Lobão ? Não vai, não. Se ele não voltar, convoco nova eleição em cinco dias. A tradição é que o presidente seja do maior partido e, portanto, o cargo é do PMDB. Eu sou a favor da ordem, da tradição, senão sai tudo do eixo.
Folha ? O sr. fala isso porque o seu candidato é o ex-presidente José Sarney?
Lobão ? O presidente Sarney é um nome que agrada a todos, pela densidade, pela envergadura, mas não sou eu quem vou indicar o candidato do PMDB, hein? Olha lá, eu não vou repetir o erro do ACM (que era contra a eleição do Jader)…
Vejamos o que qualquer símio mais atento pode perceber: quando a jornalista perguntou pelo Sarney, fez isso induzindo a resposta por saber da natural fidelidade de Lobão com o amigo, tentando tirar a fórceps um fato político: "O senhor fala isso (apoio óbvio de Lobão a um candidato do PMDB, como reza a tradição no Congresso) porque o seu candidato é o ex-presidente Sarney?" Lobão não teve outra saída, e somente aí respondeu: "O presidente Sarney é um nome que agrada a todos, pela densidade, pela envergadura, mas não sou eu quem vou indicar…" Estas declarações, portanto, não foram declarações propriamente ditas, como o lead fazia crer, mas resposta à insistência da jornalista em comprometer o senador, com uma pauta que partia de um silogismo falacioso, simplista e desonesto com o leitor, para criar um fato noticioso, se promover, vender jornais e detonar a integridade de um político.
Premissa maior: todo político que estiver sentado na Presidência do Senado depois de ACM e Jader é, por definição, corrupto (contanto que venda jornais).
Premissa menor: Lobão é o presidente em exercício do Senado.
Conclusão: logo, Lobão é corrupto (mesmo que não tenhamos nada contra ele, vamos cair matando!).
Incompetência jornalística
Portanto, o que seria o diálogo que confirmaria a afirmação expressa no título da reportagem, somente foi feito quando a entrevista já estava no fim, num momento em que o entrevistado foi, sorrateiramente, pego de surpresa e, mesmo assim, em momento nenhum afirmou o que a repórter disse que ele afirmou. Isso é mais um discurso político do que o trabalho de quem tem a obrigação ético-profissional de informar os fatos aos leitores.
Depois de "Aliança no escuro", não satisfeita com tanta "criatividade", insensível à indução imposta a seus leitores e invertendo as coisas, aí, sim, "Lobão lança Sarney e teme ser bola da vez". A "criativa" repórter não teve a hombridade de avisar ao leitor que essa afirmativa feita com tanto destaque não existiu nos diálogos que o próprio jornal publicou.
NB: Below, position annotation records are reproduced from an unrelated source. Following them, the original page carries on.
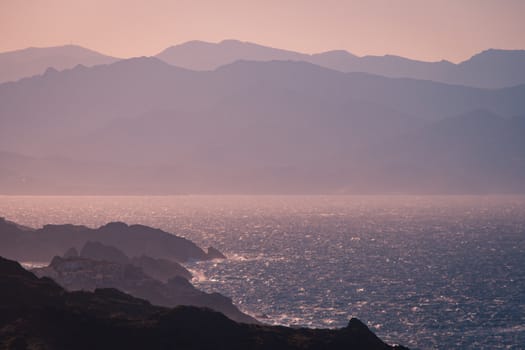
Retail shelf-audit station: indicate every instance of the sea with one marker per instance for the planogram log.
(427, 272)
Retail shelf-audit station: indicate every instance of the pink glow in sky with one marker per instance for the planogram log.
(419, 29)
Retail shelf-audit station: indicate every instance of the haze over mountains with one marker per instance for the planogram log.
(489, 69)
(281, 126)
(15, 65)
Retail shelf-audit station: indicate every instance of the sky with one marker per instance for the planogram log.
(428, 30)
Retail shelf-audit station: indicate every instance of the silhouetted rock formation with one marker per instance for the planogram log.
(99, 251)
(134, 240)
(86, 274)
(215, 254)
(71, 253)
(39, 314)
(161, 269)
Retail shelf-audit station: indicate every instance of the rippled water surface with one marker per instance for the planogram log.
(427, 272)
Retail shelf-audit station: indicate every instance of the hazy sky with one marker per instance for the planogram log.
(420, 29)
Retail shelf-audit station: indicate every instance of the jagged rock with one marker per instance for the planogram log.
(85, 274)
(38, 313)
(161, 269)
(99, 251)
(71, 253)
(133, 240)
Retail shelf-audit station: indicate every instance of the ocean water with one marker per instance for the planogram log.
(427, 272)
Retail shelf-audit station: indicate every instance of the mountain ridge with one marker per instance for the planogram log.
(490, 68)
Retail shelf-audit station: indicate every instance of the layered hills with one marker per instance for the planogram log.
(143, 126)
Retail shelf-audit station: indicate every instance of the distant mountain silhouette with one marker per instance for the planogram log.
(38, 313)
(143, 126)
(15, 65)
(488, 69)
(44, 243)
(492, 68)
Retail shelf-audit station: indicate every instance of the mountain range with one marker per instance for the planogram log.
(492, 68)
(145, 126)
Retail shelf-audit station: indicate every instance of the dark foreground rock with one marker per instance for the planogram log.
(80, 273)
(37, 313)
(24, 244)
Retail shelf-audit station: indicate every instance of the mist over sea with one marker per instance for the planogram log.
(428, 272)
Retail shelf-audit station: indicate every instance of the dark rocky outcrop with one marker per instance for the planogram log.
(71, 253)
(215, 254)
(161, 269)
(134, 240)
(37, 313)
(99, 251)
(86, 274)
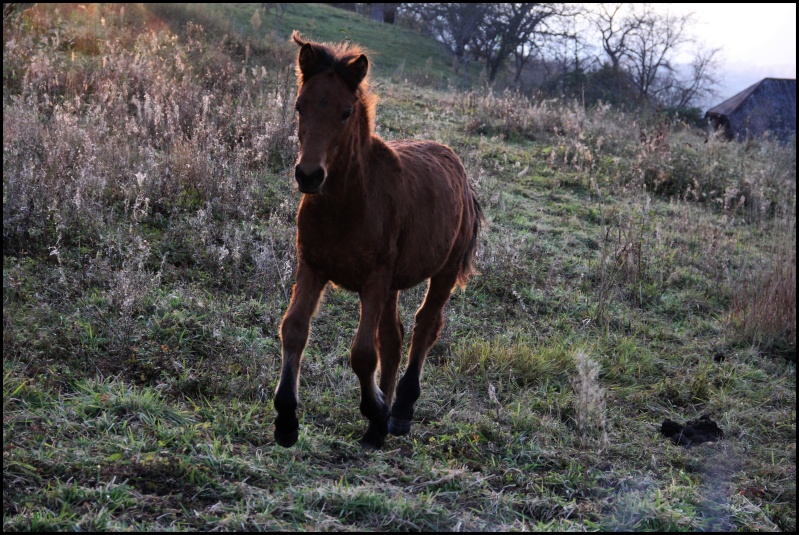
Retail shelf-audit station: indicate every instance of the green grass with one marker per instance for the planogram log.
(149, 257)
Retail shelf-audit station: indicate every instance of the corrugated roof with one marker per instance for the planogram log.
(729, 106)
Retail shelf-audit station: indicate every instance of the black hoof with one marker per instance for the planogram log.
(399, 426)
(286, 438)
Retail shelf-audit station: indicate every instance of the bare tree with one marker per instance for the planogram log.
(516, 30)
(615, 27)
(699, 83)
(652, 49)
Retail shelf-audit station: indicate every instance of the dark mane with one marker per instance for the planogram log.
(336, 58)
(331, 57)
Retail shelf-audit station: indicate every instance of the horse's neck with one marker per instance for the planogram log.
(348, 173)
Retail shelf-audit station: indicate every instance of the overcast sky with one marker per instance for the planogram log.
(757, 40)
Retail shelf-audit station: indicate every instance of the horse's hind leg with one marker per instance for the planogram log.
(427, 326)
(364, 361)
(294, 332)
(389, 339)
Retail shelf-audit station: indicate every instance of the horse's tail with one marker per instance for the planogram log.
(467, 262)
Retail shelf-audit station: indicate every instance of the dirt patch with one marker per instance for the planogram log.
(694, 432)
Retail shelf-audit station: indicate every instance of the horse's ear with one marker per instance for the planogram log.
(359, 67)
(306, 58)
(297, 38)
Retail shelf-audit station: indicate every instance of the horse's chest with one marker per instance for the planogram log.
(344, 257)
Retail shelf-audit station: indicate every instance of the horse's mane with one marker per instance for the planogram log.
(336, 57)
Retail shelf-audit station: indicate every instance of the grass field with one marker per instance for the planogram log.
(632, 270)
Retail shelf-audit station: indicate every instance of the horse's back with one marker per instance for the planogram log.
(433, 201)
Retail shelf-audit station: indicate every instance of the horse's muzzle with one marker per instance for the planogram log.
(309, 182)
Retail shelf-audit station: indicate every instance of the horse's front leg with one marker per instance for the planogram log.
(294, 333)
(364, 361)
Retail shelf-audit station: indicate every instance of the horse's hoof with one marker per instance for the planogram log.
(399, 426)
(286, 438)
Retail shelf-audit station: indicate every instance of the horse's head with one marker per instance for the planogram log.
(327, 104)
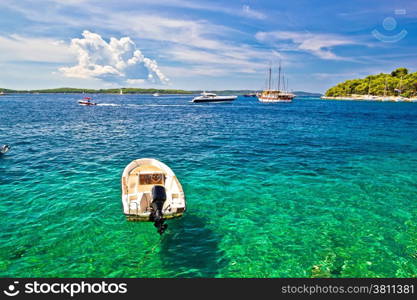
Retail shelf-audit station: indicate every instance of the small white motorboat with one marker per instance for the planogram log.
(4, 149)
(151, 192)
(211, 97)
(86, 101)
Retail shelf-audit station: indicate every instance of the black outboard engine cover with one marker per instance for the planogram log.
(159, 197)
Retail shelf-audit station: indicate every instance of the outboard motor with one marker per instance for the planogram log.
(159, 197)
(4, 149)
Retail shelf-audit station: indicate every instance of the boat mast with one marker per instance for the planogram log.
(270, 78)
(279, 76)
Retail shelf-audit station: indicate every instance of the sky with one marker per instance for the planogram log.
(207, 45)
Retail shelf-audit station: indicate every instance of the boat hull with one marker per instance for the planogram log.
(138, 180)
(214, 99)
(87, 103)
(274, 100)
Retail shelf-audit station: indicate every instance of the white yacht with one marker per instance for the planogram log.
(151, 192)
(211, 97)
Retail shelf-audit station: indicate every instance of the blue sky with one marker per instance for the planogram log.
(201, 44)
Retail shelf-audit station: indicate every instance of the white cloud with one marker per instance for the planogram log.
(117, 60)
(319, 45)
(21, 48)
(249, 12)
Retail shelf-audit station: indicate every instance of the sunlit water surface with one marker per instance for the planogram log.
(307, 189)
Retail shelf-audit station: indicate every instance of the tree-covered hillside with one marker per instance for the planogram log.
(399, 82)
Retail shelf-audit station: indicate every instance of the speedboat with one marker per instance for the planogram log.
(250, 95)
(4, 149)
(151, 193)
(211, 97)
(86, 101)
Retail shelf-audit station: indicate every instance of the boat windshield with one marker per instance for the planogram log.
(153, 178)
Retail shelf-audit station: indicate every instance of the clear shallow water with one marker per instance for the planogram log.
(311, 188)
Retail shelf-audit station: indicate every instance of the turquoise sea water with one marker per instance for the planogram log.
(307, 189)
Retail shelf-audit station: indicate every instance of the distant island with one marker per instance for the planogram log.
(399, 85)
(68, 90)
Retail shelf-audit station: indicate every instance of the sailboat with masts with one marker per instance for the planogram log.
(271, 95)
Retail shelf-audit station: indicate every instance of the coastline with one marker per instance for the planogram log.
(371, 98)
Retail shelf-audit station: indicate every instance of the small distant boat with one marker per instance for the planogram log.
(4, 149)
(151, 192)
(86, 101)
(271, 95)
(250, 95)
(211, 97)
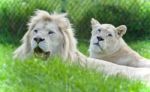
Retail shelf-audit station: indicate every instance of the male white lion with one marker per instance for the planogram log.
(52, 34)
(107, 44)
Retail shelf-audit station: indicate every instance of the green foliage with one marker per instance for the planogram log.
(36, 75)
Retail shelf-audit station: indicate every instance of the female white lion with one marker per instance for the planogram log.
(107, 44)
(52, 34)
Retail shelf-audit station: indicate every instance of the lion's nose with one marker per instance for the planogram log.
(38, 39)
(99, 38)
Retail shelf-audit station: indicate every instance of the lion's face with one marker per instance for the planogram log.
(45, 37)
(105, 37)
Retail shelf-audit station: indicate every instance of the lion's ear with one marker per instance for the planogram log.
(94, 22)
(121, 30)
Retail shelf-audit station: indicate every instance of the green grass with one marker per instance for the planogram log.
(36, 75)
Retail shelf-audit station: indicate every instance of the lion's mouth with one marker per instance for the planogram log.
(38, 52)
(97, 44)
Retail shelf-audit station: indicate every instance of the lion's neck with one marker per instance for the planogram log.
(124, 55)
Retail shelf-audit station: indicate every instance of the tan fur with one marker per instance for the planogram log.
(69, 50)
(121, 53)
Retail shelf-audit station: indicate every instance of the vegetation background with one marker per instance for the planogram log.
(39, 76)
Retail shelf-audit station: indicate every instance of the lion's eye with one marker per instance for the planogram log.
(110, 35)
(99, 30)
(35, 31)
(50, 32)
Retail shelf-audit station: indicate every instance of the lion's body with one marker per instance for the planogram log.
(67, 50)
(114, 49)
(124, 56)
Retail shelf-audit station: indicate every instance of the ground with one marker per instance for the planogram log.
(36, 75)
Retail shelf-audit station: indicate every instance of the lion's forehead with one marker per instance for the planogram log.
(48, 26)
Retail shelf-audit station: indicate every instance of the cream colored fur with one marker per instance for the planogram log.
(68, 50)
(114, 48)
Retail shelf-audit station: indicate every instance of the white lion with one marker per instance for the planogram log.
(52, 34)
(107, 44)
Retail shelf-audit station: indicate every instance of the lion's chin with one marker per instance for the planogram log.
(38, 52)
Folha ? Depois de ACM e Jader, o sr. teme ser a bola da vez?
Lobão ? Deus me livre! O Jader falou isso há uns três dias, e eu nem durmo mais. Sabe que eu nem sentei na cadeira? Vou ficar no gabinete de vice, para ver se me esquecem." (Claro e educado recado à provocação inconveniente da repórter).
De duas, uma: ou a senhora Eliane é uma completa alienada sem "desconfiômetro", não percebendo o claro tom brincalhão do senador diante de uma pergunta tão agressiva, pois, se respondida positivamente, por definição, implicaria a situação ridícula de Lobão se incriminar, ou é mesmo, como tudo indica, uma jornalista sem a menor ética jornalística.
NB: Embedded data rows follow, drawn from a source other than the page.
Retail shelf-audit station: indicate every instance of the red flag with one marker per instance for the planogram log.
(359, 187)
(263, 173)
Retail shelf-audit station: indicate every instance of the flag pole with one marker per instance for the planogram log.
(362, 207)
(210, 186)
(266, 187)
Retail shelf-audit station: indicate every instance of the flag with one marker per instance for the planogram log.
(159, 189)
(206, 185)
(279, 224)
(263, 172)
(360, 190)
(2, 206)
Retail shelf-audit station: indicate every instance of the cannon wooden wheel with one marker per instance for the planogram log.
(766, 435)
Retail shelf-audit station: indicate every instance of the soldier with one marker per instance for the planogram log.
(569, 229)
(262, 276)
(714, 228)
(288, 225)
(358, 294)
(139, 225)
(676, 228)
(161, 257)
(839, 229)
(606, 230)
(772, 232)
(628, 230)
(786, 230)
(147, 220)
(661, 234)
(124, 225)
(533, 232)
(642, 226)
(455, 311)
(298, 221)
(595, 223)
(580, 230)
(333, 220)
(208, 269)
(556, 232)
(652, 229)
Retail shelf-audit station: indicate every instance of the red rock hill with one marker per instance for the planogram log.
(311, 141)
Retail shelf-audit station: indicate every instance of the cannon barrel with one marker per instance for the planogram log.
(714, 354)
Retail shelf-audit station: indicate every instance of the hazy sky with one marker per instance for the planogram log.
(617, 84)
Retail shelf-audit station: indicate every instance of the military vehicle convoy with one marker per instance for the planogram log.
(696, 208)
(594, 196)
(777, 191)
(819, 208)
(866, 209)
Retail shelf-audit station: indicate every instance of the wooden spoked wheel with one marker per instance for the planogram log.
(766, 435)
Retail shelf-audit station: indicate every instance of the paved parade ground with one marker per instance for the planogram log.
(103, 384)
O comentário do entrevistado foi em resposta a uma indagação provocativa, quando o senador foi inquirido se não temia ser a "bola da vez". Algo totalmente diferente da proposição absoluta e fechada da chamada que dava a impressão ao leitor apressado a certeza irrevogável de que o senador Lobão tinha declarado aquilo espontaneamente, sem qualquer intervenção da criatividade noticiosa da jornalista num contexto específico.
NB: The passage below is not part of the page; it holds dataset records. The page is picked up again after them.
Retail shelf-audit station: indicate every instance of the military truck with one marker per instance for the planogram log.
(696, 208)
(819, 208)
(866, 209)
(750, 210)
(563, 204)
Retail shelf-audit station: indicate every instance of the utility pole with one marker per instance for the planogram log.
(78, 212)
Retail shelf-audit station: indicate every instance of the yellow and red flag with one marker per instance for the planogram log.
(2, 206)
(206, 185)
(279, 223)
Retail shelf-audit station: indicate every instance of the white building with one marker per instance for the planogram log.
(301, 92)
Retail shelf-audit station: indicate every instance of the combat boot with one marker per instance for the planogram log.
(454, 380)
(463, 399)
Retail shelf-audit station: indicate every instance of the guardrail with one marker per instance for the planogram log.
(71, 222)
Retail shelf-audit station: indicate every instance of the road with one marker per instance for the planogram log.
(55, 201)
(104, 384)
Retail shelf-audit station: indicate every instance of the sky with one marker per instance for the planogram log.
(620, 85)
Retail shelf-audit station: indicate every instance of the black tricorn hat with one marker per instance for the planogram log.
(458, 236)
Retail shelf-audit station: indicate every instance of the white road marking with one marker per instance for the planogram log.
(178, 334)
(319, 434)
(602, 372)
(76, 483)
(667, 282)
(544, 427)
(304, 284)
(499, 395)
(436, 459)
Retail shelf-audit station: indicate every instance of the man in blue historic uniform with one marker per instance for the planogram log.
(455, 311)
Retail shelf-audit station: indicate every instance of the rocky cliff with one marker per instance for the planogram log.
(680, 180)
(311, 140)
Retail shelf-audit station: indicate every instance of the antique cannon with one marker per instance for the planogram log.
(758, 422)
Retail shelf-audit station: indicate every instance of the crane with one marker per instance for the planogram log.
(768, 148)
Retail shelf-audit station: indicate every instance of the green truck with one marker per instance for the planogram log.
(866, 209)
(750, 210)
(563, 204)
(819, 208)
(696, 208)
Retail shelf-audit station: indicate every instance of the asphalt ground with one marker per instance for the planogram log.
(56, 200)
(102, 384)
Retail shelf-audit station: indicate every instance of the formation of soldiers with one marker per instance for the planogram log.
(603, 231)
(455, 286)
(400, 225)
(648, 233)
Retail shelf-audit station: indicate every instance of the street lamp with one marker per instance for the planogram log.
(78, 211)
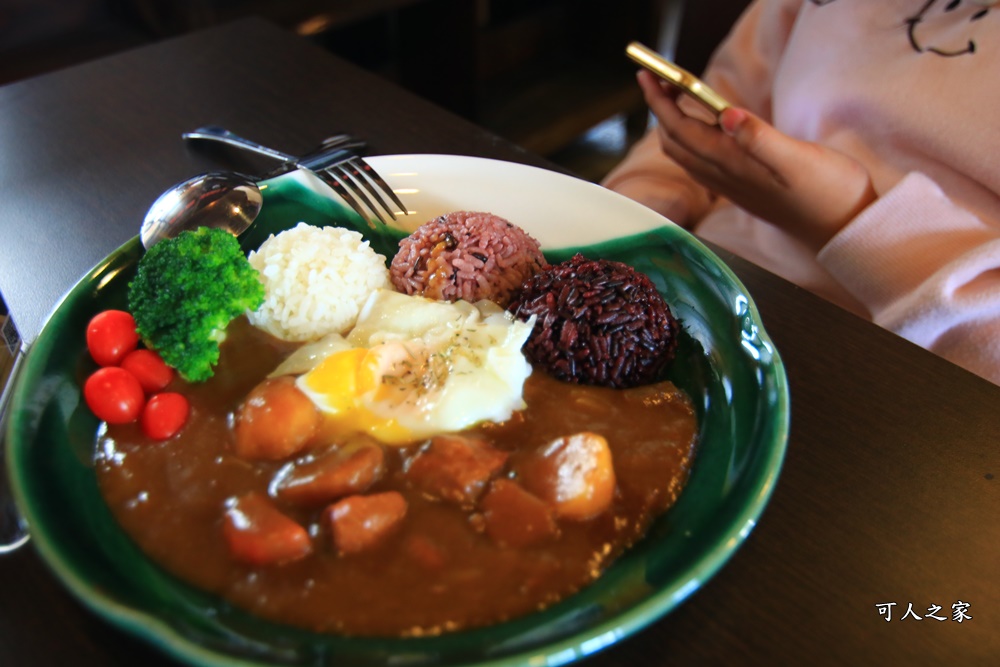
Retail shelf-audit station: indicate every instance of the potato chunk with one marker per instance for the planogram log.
(257, 533)
(455, 468)
(514, 517)
(338, 472)
(574, 475)
(275, 421)
(360, 522)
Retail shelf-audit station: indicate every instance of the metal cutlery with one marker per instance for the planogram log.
(335, 162)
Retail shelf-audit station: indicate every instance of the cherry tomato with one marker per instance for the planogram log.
(149, 369)
(110, 336)
(164, 415)
(114, 395)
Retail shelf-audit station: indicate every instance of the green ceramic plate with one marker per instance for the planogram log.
(726, 363)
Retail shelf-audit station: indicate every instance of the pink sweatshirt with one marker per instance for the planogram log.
(911, 89)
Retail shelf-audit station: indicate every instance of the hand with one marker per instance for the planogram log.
(808, 190)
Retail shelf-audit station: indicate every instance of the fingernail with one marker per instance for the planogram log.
(731, 119)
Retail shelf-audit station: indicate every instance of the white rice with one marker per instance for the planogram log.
(315, 281)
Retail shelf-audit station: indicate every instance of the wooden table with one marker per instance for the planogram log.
(888, 492)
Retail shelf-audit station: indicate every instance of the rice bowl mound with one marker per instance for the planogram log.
(315, 281)
(599, 322)
(466, 255)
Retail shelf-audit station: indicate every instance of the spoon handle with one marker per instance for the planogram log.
(13, 530)
(213, 133)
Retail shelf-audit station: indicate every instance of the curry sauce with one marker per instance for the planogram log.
(442, 568)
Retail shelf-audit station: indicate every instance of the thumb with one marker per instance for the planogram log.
(755, 136)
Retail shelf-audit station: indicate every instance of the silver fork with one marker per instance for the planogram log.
(335, 162)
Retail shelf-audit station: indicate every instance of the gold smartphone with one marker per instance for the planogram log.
(677, 76)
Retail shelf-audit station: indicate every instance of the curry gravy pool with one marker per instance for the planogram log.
(440, 570)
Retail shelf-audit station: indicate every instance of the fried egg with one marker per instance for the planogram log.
(412, 367)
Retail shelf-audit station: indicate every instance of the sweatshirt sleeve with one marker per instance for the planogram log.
(742, 70)
(927, 269)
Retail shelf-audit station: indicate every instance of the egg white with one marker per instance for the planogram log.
(413, 367)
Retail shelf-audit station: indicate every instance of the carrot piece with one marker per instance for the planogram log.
(514, 517)
(257, 533)
(455, 468)
(337, 473)
(573, 474)
(275, 421)
(360, 522)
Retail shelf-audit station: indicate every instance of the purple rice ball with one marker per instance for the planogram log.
(599, 322)
(466, 255)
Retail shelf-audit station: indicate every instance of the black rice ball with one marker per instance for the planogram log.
(599, 322)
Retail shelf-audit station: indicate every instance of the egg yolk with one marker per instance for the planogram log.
(339, 385)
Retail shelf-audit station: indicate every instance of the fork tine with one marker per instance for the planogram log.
(351, 169)
(338, 186)
(375, 177)
(343, 178)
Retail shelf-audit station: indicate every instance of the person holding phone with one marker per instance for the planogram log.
(858, 158)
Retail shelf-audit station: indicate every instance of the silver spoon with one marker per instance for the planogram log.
(226, 200)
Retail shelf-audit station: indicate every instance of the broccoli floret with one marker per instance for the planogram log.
(186, 292)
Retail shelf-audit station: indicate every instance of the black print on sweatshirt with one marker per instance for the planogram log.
(932, 28)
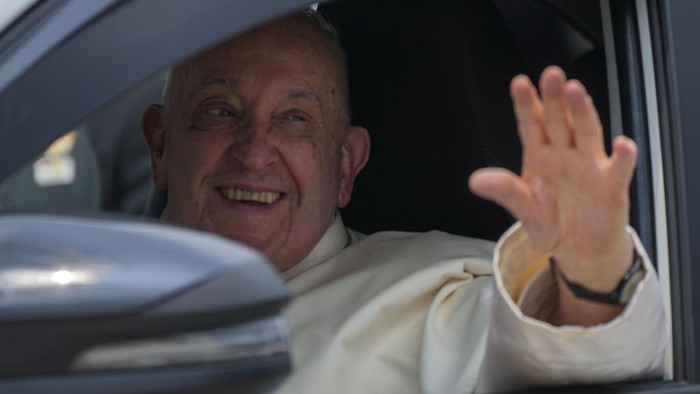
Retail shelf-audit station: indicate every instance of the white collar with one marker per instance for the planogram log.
(334, 240)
Confesso que, para min, leitor assíduo e relativamente atento, chato mesmo, num primeiro momento aquilo soou como um fato, uma opinião de um eminente senador que ocupa um cargo importante para a República e que tinha algo a declarar à nação, não o comentário de um entrevistado que, provocado por perguntas obviamente estabelecidas a priori e com o intuito de "plantar" um fato noticioso, tivesse ainda a educação e a tolerância em responder à insistência de uma repórter aparentemente iniciante que, pelo nível apresentado, é quase uma estagiária .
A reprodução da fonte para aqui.